À Marseille, José Allegrini est un nom qui parle. Ancien bâtonnier admiré par ses confrères, homme de réseaux redouté par ses adversaires, l’avocat natif de Bastia était une figure historique de la « Gaudinie ». Un allié de la première heure, qui se verra confier par l’ancien maire, décédé en mai 2024, des délégations de prestige : adjoint délégué au Bataillon des Marins-Pompiers, adjoint à la sécurité et à la police municipal, médiateur de la Ville… Il était encore colistier de Martine Vassal (DVD) dans les 6e/8e aux dernières élections municipales, en 2020, et l’un des porte-parole de la liste de la candidate à la mairie.
Mais aujourd’hui, le ténor de 77 ans voit sa réputation sérieusement entachée. Selon les informations de Marsactu, que La Provence est en mesure de confirmer, l’avocat est visé par une plainte pour agression sexuelle déposée en décembre 2024 par une greffière. Les faits remontent à décembre 2018, peu après le drame de la rue d’Aubagne, et se seraient produits dans l’enceinte même du tribunal judiciaire de Marseille. « José Allegrini, que je connaissais par ailleurs, s’était mis à venir plus fréquemment au tribunal. Je travaillais sur les accidents collectifs. Pour moi, il venait aux informations. », a raconté Marie*, la victime, à nos confrères. Mais ce jour-là, alors qu’elle est au téléphone, le septuagénaire déboule dans son bureau « sans que je l’y autorise ». « Il a commencé à faire des va-et-vient comme un lion en cage. Je me suis approchée pour lui dire bonjour tout en étant toujours au téléphone. Je lui tends la joue et là, il m’empoigne les fesses et se frotte contre moi. Puis, il se met à me lécher du cou à l’intérieur de l’oreille ».

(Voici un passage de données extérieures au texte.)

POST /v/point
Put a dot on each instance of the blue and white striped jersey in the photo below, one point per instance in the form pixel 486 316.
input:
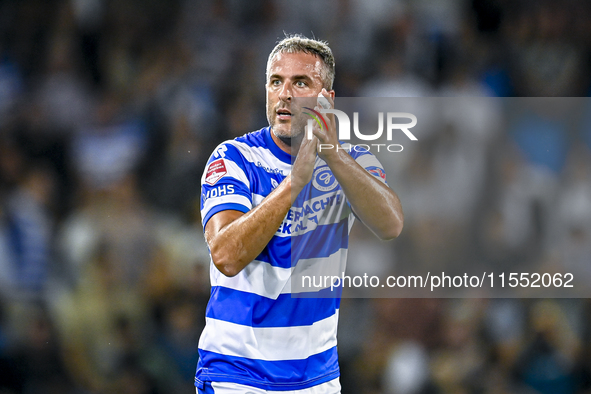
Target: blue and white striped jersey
pixel 256 332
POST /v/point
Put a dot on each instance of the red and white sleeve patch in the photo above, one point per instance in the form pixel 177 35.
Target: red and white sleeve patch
pixel 215 171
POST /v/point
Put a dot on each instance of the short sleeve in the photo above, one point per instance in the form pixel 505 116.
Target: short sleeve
pixel 225 184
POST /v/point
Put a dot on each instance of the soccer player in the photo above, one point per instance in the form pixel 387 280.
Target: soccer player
pixel 258 338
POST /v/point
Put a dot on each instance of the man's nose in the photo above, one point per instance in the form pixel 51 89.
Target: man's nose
pixel 285 94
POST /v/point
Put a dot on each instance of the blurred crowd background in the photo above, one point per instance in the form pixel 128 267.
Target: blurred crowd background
pixel 109 109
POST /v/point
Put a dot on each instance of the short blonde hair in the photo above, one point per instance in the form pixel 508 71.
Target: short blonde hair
pixel 297 43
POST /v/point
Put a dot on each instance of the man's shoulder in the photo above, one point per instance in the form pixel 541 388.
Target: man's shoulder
pixel 240 147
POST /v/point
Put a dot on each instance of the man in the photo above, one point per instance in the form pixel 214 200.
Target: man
pixel 258 338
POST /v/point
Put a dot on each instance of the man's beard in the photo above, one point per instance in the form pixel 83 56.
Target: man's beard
pixel 296 131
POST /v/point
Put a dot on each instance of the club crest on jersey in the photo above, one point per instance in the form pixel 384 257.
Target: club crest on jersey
pixel 215 171
pixel 323 179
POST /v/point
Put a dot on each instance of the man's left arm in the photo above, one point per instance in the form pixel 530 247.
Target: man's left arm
pixel 372 201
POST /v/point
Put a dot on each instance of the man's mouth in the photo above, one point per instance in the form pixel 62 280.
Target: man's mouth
pixel 283 114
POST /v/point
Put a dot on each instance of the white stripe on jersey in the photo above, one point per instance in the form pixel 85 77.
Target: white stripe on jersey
pixel 269 343
pixel 330 387
pixel 257 277
pixel 268 281
pixel 256 154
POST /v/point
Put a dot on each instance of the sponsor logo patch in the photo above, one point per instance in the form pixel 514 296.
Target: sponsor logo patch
pixel 215 171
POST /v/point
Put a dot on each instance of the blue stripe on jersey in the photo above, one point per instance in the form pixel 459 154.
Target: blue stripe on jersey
pixel 253 310
pixel 323 241
pixel 279 255
pixel 286 250
pixel 314 370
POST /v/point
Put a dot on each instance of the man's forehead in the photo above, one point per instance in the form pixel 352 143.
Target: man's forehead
pixel 298 61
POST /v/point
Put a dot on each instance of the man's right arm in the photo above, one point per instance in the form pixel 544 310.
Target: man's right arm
pixel 235 238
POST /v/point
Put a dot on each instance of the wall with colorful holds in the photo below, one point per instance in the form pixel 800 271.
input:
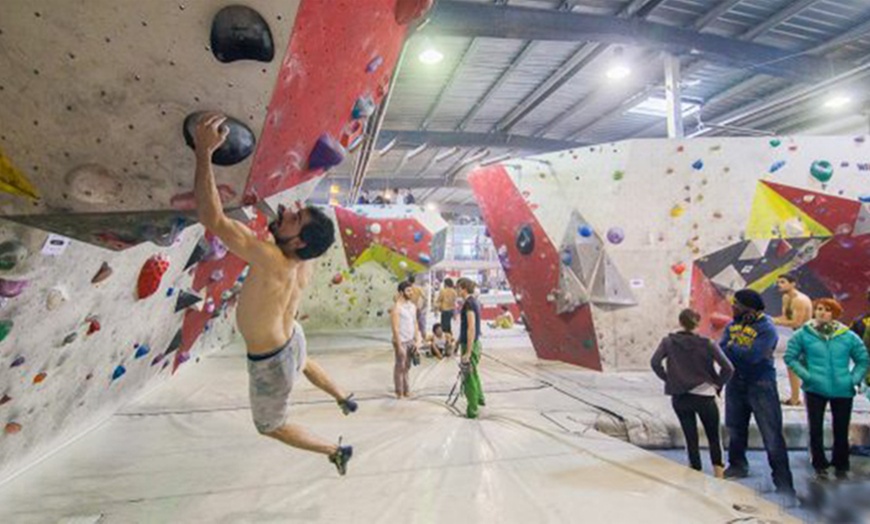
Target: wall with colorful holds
pixel 82 335
pixel 355 282
pixel 604 245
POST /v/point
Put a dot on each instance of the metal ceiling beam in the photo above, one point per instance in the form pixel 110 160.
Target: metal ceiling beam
pixel 465 140
pixel 468 19
pixel 583 56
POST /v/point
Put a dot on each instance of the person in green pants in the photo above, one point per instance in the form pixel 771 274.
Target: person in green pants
pixel 469 345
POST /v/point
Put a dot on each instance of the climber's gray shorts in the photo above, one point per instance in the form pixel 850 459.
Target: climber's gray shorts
pixel 271 378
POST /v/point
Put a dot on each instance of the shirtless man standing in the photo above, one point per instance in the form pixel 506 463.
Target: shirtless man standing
pixel 266 314
pixel 797 309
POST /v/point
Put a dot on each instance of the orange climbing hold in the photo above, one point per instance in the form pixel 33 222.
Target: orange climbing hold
pixel 151 275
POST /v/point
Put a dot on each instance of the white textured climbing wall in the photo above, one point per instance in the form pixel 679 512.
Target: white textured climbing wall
pixel 77 350
pixel 629 233
pixel 355 283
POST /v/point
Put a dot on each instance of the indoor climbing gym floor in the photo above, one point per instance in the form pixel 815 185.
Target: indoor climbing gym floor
pixel 546 448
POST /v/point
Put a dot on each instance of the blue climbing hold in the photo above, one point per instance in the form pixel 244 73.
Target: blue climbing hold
pixel 119 372
pixel 776 166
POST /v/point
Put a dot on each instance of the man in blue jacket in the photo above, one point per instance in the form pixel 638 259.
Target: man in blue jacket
pixel 749 342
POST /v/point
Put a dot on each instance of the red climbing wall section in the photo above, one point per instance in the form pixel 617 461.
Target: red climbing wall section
pixel 341 50
pixel 569 337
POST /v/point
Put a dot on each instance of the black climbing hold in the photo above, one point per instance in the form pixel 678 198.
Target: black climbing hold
pixel 185 300
pixel 175 344
pixel 240 33
pixel 525 239
pixel 238 146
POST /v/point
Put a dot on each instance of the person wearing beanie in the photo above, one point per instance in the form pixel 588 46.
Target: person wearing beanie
pixel 749 342
pixel 693 383
pixel 832 362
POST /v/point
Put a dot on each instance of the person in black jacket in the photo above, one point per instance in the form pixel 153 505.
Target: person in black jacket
pixel 692 382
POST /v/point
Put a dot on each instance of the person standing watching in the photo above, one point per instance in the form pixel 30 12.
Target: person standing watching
pixel 749 342
pixel 820 353
pixel 693 383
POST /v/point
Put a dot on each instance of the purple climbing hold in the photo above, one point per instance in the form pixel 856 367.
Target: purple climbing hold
pixel 12 288
pixel 327 153
pixel 119 372
pixel 363 108
pixel 142 351
pixel 375 64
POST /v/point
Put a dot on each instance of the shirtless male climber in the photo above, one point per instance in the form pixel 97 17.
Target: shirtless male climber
pixel 268 302
pixel 797 309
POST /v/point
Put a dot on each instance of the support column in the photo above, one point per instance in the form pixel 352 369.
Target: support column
pixel 673 96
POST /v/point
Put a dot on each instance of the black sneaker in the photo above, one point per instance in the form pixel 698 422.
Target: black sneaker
pixel 348 405
pixel 341 457
pixel 734 472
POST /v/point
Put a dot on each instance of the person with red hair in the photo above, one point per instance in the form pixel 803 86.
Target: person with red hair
pixel 832 362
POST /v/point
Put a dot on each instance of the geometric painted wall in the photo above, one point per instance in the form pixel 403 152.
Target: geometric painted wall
pixel 604 245
pixel 354 284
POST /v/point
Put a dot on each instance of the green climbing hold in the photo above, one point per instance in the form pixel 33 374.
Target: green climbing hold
pixel 822 170
pixel 5 329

Six ans plus tard, la quadragénaire s’est décidée à déposer plainte. Après des années de sidération et une vie personnelle impactée par ce traumatisme, le déclic s’est produit « un jour précis de 2024 ». « Je me suis retrouvée au même endroit que lui, contrainte de lui faire la bise. Je me suis dit qu’il fallait que je le fasse, que sinon, je traînerais cette histoire toute ma vie. Voyant la prescription arriver, je me disais que j’allais être éternellement la fille qui n’a rien fait. »
Le témoignage accablant d’une juge d’instruction
Placé en garde à vue en juin dernier dans le cadre d’une enquête préliminaire dépaysée à Aix, compte tenu des entrées du notable dans la cité phocéenne, José Allegrini aurait « reconnu les faits », « il a juste un peu minoré », indique une source judiciaire.
Il faut dire qu’outre des éléments de l’enquête corroborant les accusations de Marie, un deuxième témoignage, sur des événements aujourd’hui prescrits, était venu singulièrement alourdir le dossier. Il émane d’une juge d’instruction actuellement en poste à Marseille. L’agression se serait produite à l’époque où elle était jeune stagiaire au sein de cabinet d’avocats de José Allegrini -« J’avais 26 ans et lui 47″, a-t-elle raconté. « Quand j’ai appris ce qui était arrivé à cette greffière, ça a éveillé un sentiment de culpabilité en moi. Je me suis dit qu’il fallait que j’apporte mon éclairage ». Et de livrer, à son tour, un récit accablant : « Il me propose de m’emmener sur le procès Furiani […]. On rentre en taxi et il me propose de me raccompagner chez moi. Il essaie alors de m’embrasser de force, m’empoigne et je suis obligée d’opposer une force physique importante pour le repousser. »
José Allegrini ne se serait pas arrêté là : « Une collaboratrice me demande quelques jours plus tard de lui apporter un dossier au conseil de l’Ordre. Là, il tente à nouveau de m’embrasser de force. Ensuite, un processus de harcèlement sexuel, de considérations sur ma vie sexuelle supposée, de réflexions sur mon physique, de mains sur le genou s’est enclenché. Il m’a offert lors de mon départ une affiche : celle du film Harcèlement où Demi Moore est à califourchon sur Michael Douglas ».
Contacté ce lundi 13 octobre, Fabrice Giletta, l’avocat de José Allegrini, s’est contenté d’un commentaire laconique : « Afin de ne pas interférer avec une procédure en cours, mon client ne souhaite, à ce stade, faire aucun commentaire ».
Selon nos informations, l’enquête est désormais bouclée et la décision du parquet d’Aix-en-Provence sera rapidement connue. Un classement sans suite de l’affaire étant exclu, deux options restent sur la table : une procédure de comparution sur reconnaissance préalable de culpabilité (CRPC), en d’autres termes un « plaider-coupable » ou une convocation devant le tribunal correctionnel. Dans ce cas, José Allegrini risquerait jusqu’à 5 ans de détention et 75 000 euros d’amende.